The doll painting was a study I did of two of my sis' childhood favorites.

That Poor Pitiful Pearl doll was such a hilarious thing at the time. When my sister received it for Christmas in the 1950s, all the adults laughed hysterically at her pathetic appearance. Denise loved her fiercely.

(left) "Portrait of Bradley"
original pastel on Canson, approx. 18"x14"
©1988 Diana Moses Botkin

I did a number of portrait commissions of children in the 1980s. This is one of my favorites.

It's interesting and a bit bittersweet to look back at one's art and see which pieces I still enjoy, and which ones I'd like to do over. 

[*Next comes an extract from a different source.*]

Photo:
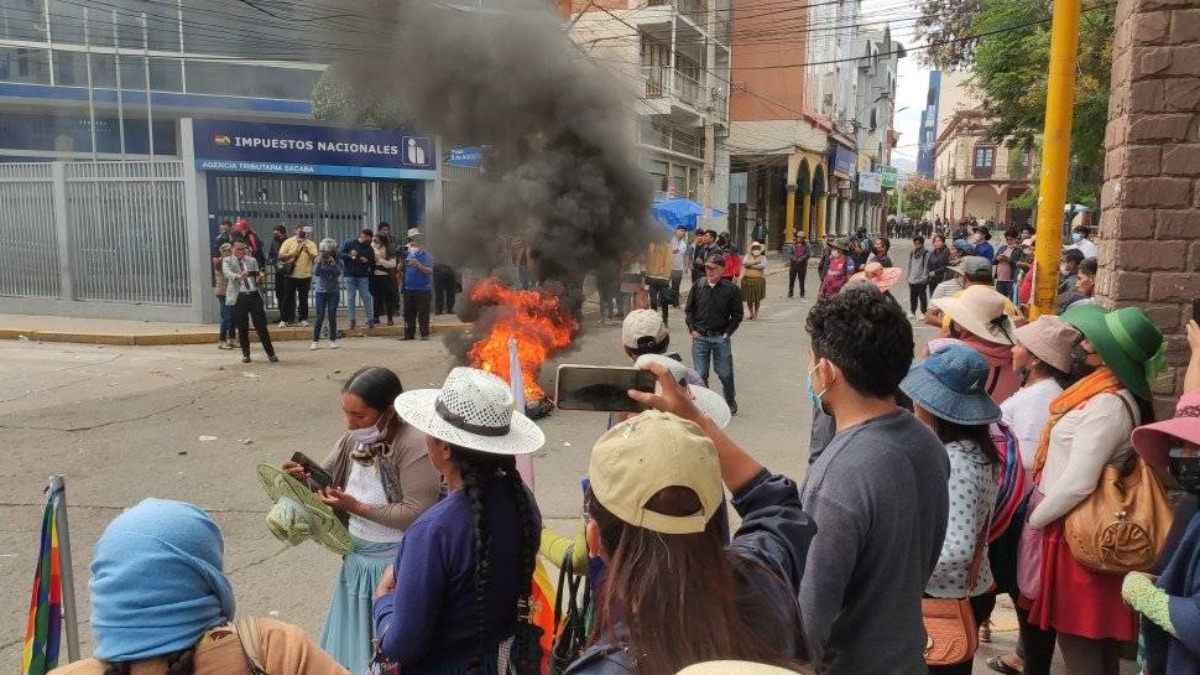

Wednesday, January 7, 2015

Some of my Early Work

(left) "Gigi"
original pastel on Canson, approx. 16"x13"
©1985 Diana Moses Botkin

(above right) "Communion"
original pastel on Canson, approx. 18"x24"
©1986 Diana Moses Botkin

(at left) "Storge"
original pastel on suedeboard, approx. 18"x24"
©1988 Diana Moses Botkin
Artist friend Diana Robinson nominated me for the 3-in-5 challenge to post three paintings for the next 5 days.

I've noticed several other artists doing this lately, and many of them are showing early work, especially for the first posts. I like that idea, so here are my first three, from when I was doing more paintings in pastel.

At the time, with little kids to care for, and unpredictable work hours, pastels allowed me to pick up where I'd previously left off in a painting and keep working, without concern for paint layers drying or not drying.

I had many irises in my garden and painted quite a few. Most of the documentation of my work from that era is in slide form but I do have a few digital images of work from that time.

Both "Communion" and "Storge" garnered show honors for me in the 1980s and "Storge" was purchased by show sponsor Bristol-Myers at the "Realism Today" exhibit in 1988. Reproductions of "Communion" can be ordered at my LifeImages Gallery.

Saturday, January 3, 2015

Light and Mood

Oil, 8"x10"
©2014 Diana Moses Botkin

Buy this painting on PayPal
$300 USD plus $12 SH 

This is a piece I started from life this past fall and finished up in December. I liked the dramatic light and the model's attitude.

As you can probably tell from the way my work is progressing, I am trying to preserve the overall mood without adding too much detail.